Sequence/3: problematic interaction with dcg/basics

I must say that I don’t know enough about the scoping of cuts, so the source code of sequence/3 is baffling me… in the sense that I cannot find the exact point of failure (the nearest point seems to be located near line 128 in dcg/high_order.pl).

In the following module, I tried to report the problem, and also to show what I was expecting, in a (partial) implementation, named naive_seq/3.

Of course, I would like test(ko1) and test(ko2) to succeed…

:- module(test_parse,
          []).

:- begin_tests(test_parse).

:- use_module(library(dcg/basics)).
:- use_module(library(dcg/high_order)).
:- use_module(library(plunit)).

codes(`1 2 3 | 4 5 6`).

integers_ko1(Is) --> sequence(integer, whites, Is).
integers_ko2(Is) --> sequence(integer, white, Is).

integers_ok1([]) --> [].
integers_ok1([I|Is]) --> integer(I), ( " " -> integers_ok1(Is) ; {Is = []} ).

naive_seq(OnElem, OnSep, Es) -->
    {var(Es)} -> naive_seq_(Es, OnElem, OnSep).

naive_seq_([], _OnElem, _OnSep) --> [].
naive_seq_([H|T], OnElem, OnSep) -->
  call(OnElem, H),
  ( OnSep -> naive_seq_(T, OnElem, OnSep) ; {T = []} ).

integers_ok2(Is) --> naive_seq(integer, whites, Is).
integers_ok3(Is) --> naive_seq(integer, white, Is).

test(ko1, [fail]) :-
    codes(Cs),
    phrase((
        integers_ko1(_),
        whites,
        "|",
        whites,
        integers_ko1(_)), Cs).

test(ko2, [fail]) :-
    codes(Cs),
    phrase((
        integers_ko2(_),
        whites,
        "|",
        whites,
        integers_ko2(_)), Cs).

test(ok1, [true(Is1=[1,2,3]), true(Is2=[4,5,6])]) :-
    codes(Cs),
    phrase((
        integers_ok1(Is1),
        whites,
        "|",
        whites,
        integers_ok1(Is2)), Cs).

test(ok2, [true(Is1=[1,2,3]), true(Is2=[4,5,6])]) :-
    codes(Cs),
    phrase((
        integers_ok2(Is1),
        whites,
        "|",
        whites,
        integers_ok2(Is2)), Cs).

test(ok3, [true(Is1=[1,2,3]), true(Is2=[4,5,6])]) :-
    codes(Cs),
    phrase((
        integers_ok3(Is1),
        whites,
        "|",
        whites,
        integers_ok3(Is2)), Cs).

:- end_tests(test_parse).

Sideway question: is a cut after → (like seen on line 128 of dcg/high_order.pl) an efficiency booster ? I thought that the arrow already implemented the cut.
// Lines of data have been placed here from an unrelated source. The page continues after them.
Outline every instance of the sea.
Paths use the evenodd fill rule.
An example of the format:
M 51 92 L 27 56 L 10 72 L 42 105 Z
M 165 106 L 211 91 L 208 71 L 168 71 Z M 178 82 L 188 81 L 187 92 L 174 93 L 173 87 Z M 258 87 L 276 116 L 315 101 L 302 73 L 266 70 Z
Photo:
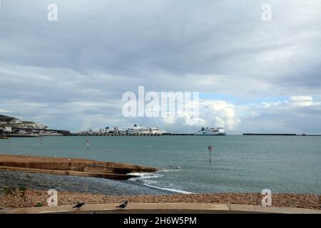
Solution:
M 321 194 L 321 137 L 46 137 L 0 140 L 0 154 L 80 157 L 160 169 L 128 180 L 32 175 L 41 190 L 111 195 L 261 192 Z M 89 141 L 87 148 L 86 141 Z M 208 147 L 212 146 L 210 152 Z M 0 187 L 25 174 L 0 172 Z

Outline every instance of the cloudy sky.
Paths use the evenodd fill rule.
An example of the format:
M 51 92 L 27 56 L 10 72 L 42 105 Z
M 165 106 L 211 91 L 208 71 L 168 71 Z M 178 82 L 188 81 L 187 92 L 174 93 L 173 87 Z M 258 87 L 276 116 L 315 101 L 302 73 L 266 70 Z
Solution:
M 49 21 L 47 6 L 58 6 Z M 263 4 L 272 21 L 262 20 Z M 0 114 L 78 131 L 124 118 L 122 95 L 200 92 L 200 125 L 321 133 L 321 1 L 1 0 Z

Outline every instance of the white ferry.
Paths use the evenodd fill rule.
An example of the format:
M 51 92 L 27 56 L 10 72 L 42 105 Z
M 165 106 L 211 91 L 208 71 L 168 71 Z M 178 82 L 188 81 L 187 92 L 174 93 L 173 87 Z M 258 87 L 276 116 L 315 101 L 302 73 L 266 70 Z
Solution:
M 225 135 L 224 128 L 202 128 L 195 135 Z

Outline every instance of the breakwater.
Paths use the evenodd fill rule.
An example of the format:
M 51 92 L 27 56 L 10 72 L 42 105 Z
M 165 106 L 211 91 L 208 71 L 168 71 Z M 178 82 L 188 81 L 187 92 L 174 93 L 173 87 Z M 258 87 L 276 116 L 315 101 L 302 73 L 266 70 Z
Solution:
M 128 175 L 131 172 L 151 172 L 157 169 L 84 159 L 0 155 L 0 170 L 128 180 L 133 177 Z

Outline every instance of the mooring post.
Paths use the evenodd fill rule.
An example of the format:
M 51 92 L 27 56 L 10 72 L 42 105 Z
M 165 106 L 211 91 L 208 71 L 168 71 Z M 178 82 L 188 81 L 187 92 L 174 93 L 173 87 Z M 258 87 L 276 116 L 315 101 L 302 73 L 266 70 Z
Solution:
M 210 164 L 211 163 L 211 160 L 210 160 L 210 151 L 213 150 L 213 146 L 210 145 L 208 146 L 208 150 L 210 150 Z

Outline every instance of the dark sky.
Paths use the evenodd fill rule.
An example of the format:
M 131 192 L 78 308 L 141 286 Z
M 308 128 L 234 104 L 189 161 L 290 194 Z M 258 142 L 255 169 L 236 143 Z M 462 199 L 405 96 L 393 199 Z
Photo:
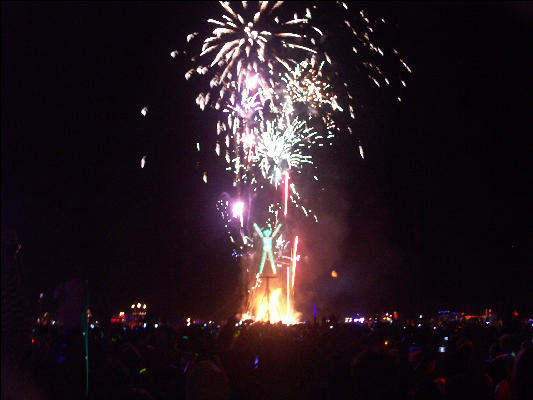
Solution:
M 28 296 L 82 274 L 101 313 L 137 300 L 168 315 L 232 311 L 223 187 L 195 168 L 212 118 L 169 56 L 205 7 L 2 3 L 2 223 L 23 245 Z M 369 7 L 398 25 L 414 74 L 401 104 L 376 96 L 360 114 L 365 161 L 356 146 L 336 156 L 339 203 L 315 234 L 329 260 L 310 262 L 300 309 L 526 308 L 533 7 Z

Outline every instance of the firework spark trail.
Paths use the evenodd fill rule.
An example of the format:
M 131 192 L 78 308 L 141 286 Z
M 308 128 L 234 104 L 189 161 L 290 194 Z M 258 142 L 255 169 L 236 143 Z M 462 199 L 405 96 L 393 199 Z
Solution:
M 196 50 L 173 50 L 170 55 L 190 58 L 185 78 L 198 75 L 208 82 L 196 96 L 196 104 L 201 110 L 212 108 L 219 113 L 214 150 L 233 175 L 236 196 L 225 193 L 228 198 L 219 200 L 217 209 L 234 244 L 234 256 L 251 256 L 254 242 L 259 243 L 249 225 L 250 216 L 261 218 L 263 226 L 283 222 L 284 232 L 274 247 L 277 259 L 289 260 L 287 285 L 290 280 L 294 290 L 298 236 L 292 251 L 287 250 L 289 242 L 283 235 L 288 237 L 295 229 L 293 222 L 288 223 L 288 200 L 299 215 L 318 222 L 296 186 L 306 192 L 319 181 L 313 164 L 315 149 L 333 145 L 340 133 L 353 133 L 351 121 L 362 103 L 353 92 L 361 74 L 352 81 L 344 77 L 355 76 L 351 69 L 355 66 L 380 90 L 405 88 L 405 78 L 396 84 L 395 72 L 390 73 L 383 60 L 394 57 L 402 71 L 412 70 L 396 49 L 377 39 L 385 20 L 372 19 L 364 11 L 353 13 L 344 2 L 318 3 L 297 10 L 290 18 L 286 16 L 292 12 L 285 10 L 293 5 L 282 1 L 219 4 L 219 16 L 209 18 L 206 29 L 187 36 L 187 43 Z M 401 101 L 400 96 L 394 97 Z M 364 159 L 361 143 L 356 146 Z M 202 178 L 207 183 L 207 171 Z M 242 199 L 247 197 L 245 207 Z M 281 200 L 272 200 L 276 198 Z M 292 254 L 284 256 L 284 252 Z M 258 275 L 248 292 L 261 284 Z M 288 315 L 288 292 L 286 303 Z

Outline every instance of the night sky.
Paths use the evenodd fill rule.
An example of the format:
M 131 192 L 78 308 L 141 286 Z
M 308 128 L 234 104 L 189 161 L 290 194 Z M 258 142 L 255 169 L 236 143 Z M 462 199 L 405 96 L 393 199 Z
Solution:
M 364 161 L 354 142 L 329 157 L 300 310 L 531 311 L 531 3 L 352 7 L 398 25 L 414 74 L 402 103 L 376 89 L 360 110 Z M 134 301 L 167 316 L 235 309 L 239 266 L 215 210 L 228 188 L 196 167 L 214 114 L 169 55 L 205 11 L 2 2 L 2 224 L 23 246 L 28 298 L 82 276 L 102 315 Z

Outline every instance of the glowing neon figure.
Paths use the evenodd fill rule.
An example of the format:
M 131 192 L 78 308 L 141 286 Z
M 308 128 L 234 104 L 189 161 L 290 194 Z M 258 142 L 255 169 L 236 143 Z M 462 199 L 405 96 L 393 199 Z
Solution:
M 274 229 L 274 232 L 272 232 L 270 229 L 265 229 L 261 232 L 261 229 L 257 224 L 254 223 L 254 228 L 257 234 L 261 239 L 263 239 L 263 256 L 261 257 L 261 265 L 259 267 L 259 275 L 263 273 L 263 267 L 265 266 L 265 259 L 268 253 L 268 258 L 270 260 L 270 265 L 272 266 L 272 271 L 274 274 L 276 274 L 276 263 L 274 262 L 274 254 L 272 254 L 272 239 L 274 236 L 276 236 L 281 228 L 281 224 L 279 224 L 276 229 Z

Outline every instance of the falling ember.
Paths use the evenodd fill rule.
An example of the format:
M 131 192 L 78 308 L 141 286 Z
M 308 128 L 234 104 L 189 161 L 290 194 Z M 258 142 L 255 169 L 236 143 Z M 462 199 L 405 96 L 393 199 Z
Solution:
M 284 172 L 285 174 L 285 207 L 283 214 L 287 215 L 287 198 L 289 197 L 289 173 L 287 171 Z
M 233 205 L 233 218 L 238 218 L 241 221 L 241 227 L 243 226 L 243 212 L 244 212 L 244 203 L 238 201 Z
M 190 60 L 191 65 L 183 71 L 185 79 L 194 76 L 205 83 L 196 104 L 201 110 L 211 108 L 218 114 L 215 143 L 201 140 L 224 158 L 220 165 L 232 175 L 228 179 L 232 187 L 223 192 L 225 198 L 217 202 L 217 209 L 233 245 L 233 256 L 242 257 L 243 270 L 250 273 L 249 277 L 255 276 L 247 284 L 244 315 L 256 321 L 294 323 L 298 320 L 294 290 L 299 237 L 294 236 L 292 246 L 286 238 L 302 228 L 298 216 L 313 217 L 318 222 L 311 209 L 313 199 L 305 192 L 300 194 L 296 187 L 304 190 L 319 184 L 315 150 L 332 146 L 343 132 L 355 132 L 351 120 L 356 119 L 355 110 L 363 105 L 355 104 L 359 101 L 352 96 L 357 93 L 356 81 L 349 79 L 352 71 L 348 69 L 355 65 L 363 71 L 363 77 L 377 87 L 387 85 L 387 90 L 404 88 L 407 83 L 389 82 L 387 76 L 396 74 L 379 65 L 376 54 L 391 54 L 400 60 L 402 72 L 403 68 L 411 70 L 397 51 L 378 40 L 377 31 L 373 34 L 379 19 L 363 11 L 345 12 L 346 3 L 333 4 L 347 18 L 342 19 L 344 33 L 339 35 L 347 35 L 343 43 L 353 50 L 349 52 L 352 59 L 344 63 L 327 34 L 333 27 L 327 22 L 330 6 L 317 3 L 289 13 L 280 11 L 285 8 L 282 1 L 219 4 L 219 15 L 207 20 L 207 28 L 187 36 L 193 52 L 173 50 L 170 56 L 190 54 L 186 61 Z M 398 95 L 393 98 L 401 101 Z M 141 111 L 143 116 L 147 112 L 147 107 Z M 200 143 L 195 144 L 200 151 Z M 364 159 L 363 147 L 358 147 Z M 143 157 L 141 167 L 144 162 Z M 202 179 L 207 183 L 206 171 Z M 290 217 L 289 201 L 294 206 Z M 261 218 L 263 230 L 252 224 L 255 218 Z M 282 225 L 284 231 L 279 231 Z M 262 274 L 265 262 L 273 276 Z M 286 268 L 286 282 L 282 282 L 283 275 L 276 274 L 277 268 Z M 338 277 L 335 270 L 331 277 Z

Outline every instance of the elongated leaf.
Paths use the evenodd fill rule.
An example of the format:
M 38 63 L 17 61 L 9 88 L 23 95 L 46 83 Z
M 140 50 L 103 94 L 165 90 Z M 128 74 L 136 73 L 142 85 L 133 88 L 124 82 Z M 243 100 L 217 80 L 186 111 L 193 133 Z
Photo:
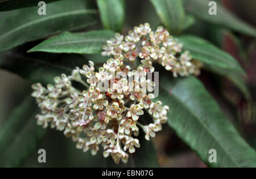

I’m wrong ?

Is that mixture of ok and ko intentional?

Yes, of course. I tried to be explicit about I was expecting…
So, I didn’t expect ko1 (i.e., sequence(integer, whites, Is) to fail, and I show some naive code that performs (i. think) correctly, (i.e. ok1, ok2, ok3).

No. It cuts the call(OnElem,H) choice point left intact by the soft-cut (*->). The sequence//2 in parsing mode commits at each Separator. That is why using whites//0 doesn’t work at this always succeeds, processing no input if the current code is not white space. So, to use sequence//2 to deal with white space delimited content you need to use (white,whites) as separator.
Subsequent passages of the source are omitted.